Rhode Island denied rehearing in truck-only toll lawsuit

March 4, 2020

Tyson Fisher


A federal appeals court denied Rhode Island’s petition for a rehearing in its truck-only lawsuit with the American Trucking Associations.

On Monday, March 2, the First Circuit Court of Appeals denied RIDOT Director Peter Alviti and the Rhode Island Turnpike and Bridge Authority’s petition for rehearing or rehearing en banc (involving all the judges of a court rather than by a smaller panel of them). RIDOT filed the petition on Jan. 2 after the appellate court reversed a lower court’s decision to dismiss the case in December.

In July 2018, ATA, along with Cumberland Farms, M&M Transport Services and New England Motor Freight, filed a lawsuit against Alviti claiming the tolls targeting truckers are unconstitutional. ATA is asking the court to declare the tolls to be a violation of the Commerce Clause and to include an injunction against enforcement of the tolls in the future.

Rhode Island gave two reasons for requesting an en banc rehearing:

  1. Consideration is necessary to maintain uniformity of the court’s previous decisions.
  2. Use of the proper formula to reaching a conclusion based on the Tax Injunction Act “serves a central role in balancing state and federal relations and preventing interference with state taxation and state revenue collection.”

According to the petition, the First Circuit court “has consistently set forth a three-factor analysis with a particular emphasis on ‘the revenue’s ultimate use, asking whether it provides a general benefit to the public, of a sort often financed by a general tax, or whether it provides more narrow benefits to regulated companies or defrays an agency’s cost of regulation.’”

More specifically, Rhode Island is referring to the San Juan Cellular test:

  • The classic “tax” is imposed by a legislature upon many, or all, citizens.
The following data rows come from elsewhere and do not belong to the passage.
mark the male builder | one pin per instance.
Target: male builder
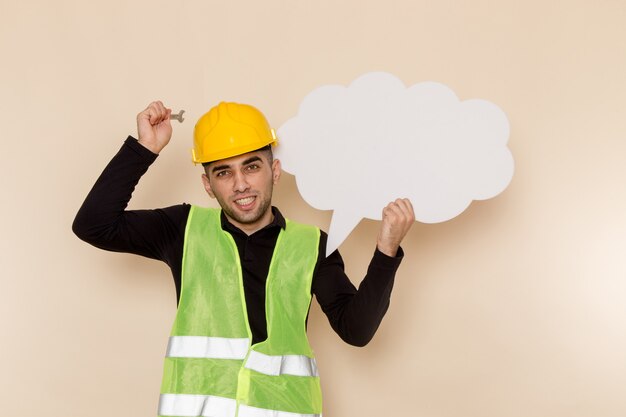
(244, 274)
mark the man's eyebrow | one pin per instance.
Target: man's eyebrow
(219, 168)
(246, 162)
(252, 159)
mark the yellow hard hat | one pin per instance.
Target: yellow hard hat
(230, 129)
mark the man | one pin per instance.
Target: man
(244, 274)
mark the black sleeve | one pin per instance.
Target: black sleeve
(104, 222)
(354, 314)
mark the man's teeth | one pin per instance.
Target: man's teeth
(244, 201)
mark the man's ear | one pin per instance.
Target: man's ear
(207, 185)
(276, 171)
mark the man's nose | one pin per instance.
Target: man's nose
(240, 184)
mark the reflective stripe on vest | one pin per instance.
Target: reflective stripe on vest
(210, 364)
(223, 348)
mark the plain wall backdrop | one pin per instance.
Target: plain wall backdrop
(516, 308)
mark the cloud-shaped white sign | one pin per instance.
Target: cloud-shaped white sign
(354, 149)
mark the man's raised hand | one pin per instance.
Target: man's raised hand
(154, 127)
(398, 217)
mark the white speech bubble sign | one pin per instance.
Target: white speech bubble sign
(355, 149)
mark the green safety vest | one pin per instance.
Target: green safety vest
(211, 368)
It raises money, contributed to a general fund, and spent for the benefit of the entire community.
  • The classic “regulatory fee” is imposed by an agency upon those subject to its regulation. It may serve regulatory purposes directly by, for example, deliberately discouraging particular conduct by making it more expensive. Or, it may serve such purposes indirectly by, for example, raising money placed in a special fund to help defray the agency’s regulation-related expenses.
  • For close cases somewhere in between, the focus should be on the ultimate use of the collected money, whether it is used for a general benefit or simply for defraying the cost of a regulation.
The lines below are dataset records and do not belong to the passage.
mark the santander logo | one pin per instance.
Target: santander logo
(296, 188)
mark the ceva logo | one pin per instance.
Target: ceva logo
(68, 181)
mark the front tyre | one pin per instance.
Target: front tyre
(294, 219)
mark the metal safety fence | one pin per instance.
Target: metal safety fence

Rhode Island argued that the RhodeWorks Act that established the truck-only tolls “was imposed by the Rhode Island General Assembly to raise desperately needed revenue to maintain and repair public bridges.”

The district court dismissed the case based on the Tax Injunction Act. The lower court found that the tolls “are really a highly targeted and sophisticated tax designed to fund infrastructure maintenance and improvements that would otherwise need to be paid by other forms of tax-generated revenue.

“The panel, however, not only reversed the district court’s dismissal but in doing so shifted the (Tax Injunction Act) inquiry from its previous emphasis on the ‘revenue’s ultimate use’ as ‘a general benefit to the public’ to a focus on whether the assessment provides a special benefit to the payer,” the state argues in its petition.

Based on that shift, the state argued, the appellate court should grant an en banc rehearing.

During oral arguments, Rhode Island claimed that the truck-only toll is a tax under the San Juan Cellular test. The state argued a “general public purpose” for the tolls. However, the panel was not satisfied with that argument.

“Here’s the problem with that argument,” Judge Sandra Lynch said. “Every time the government raises money by any mechanism whatsoever, almost by definition it’s for a public purpose. That’s just impossibly broad. That cannot be the test. That is not what Congress said in the Tax Injunction Act.”

RIDOT is now left with two options: petition to the U.S. Supreme Court or face further proceedings in the district court as ordered by the First Circuit.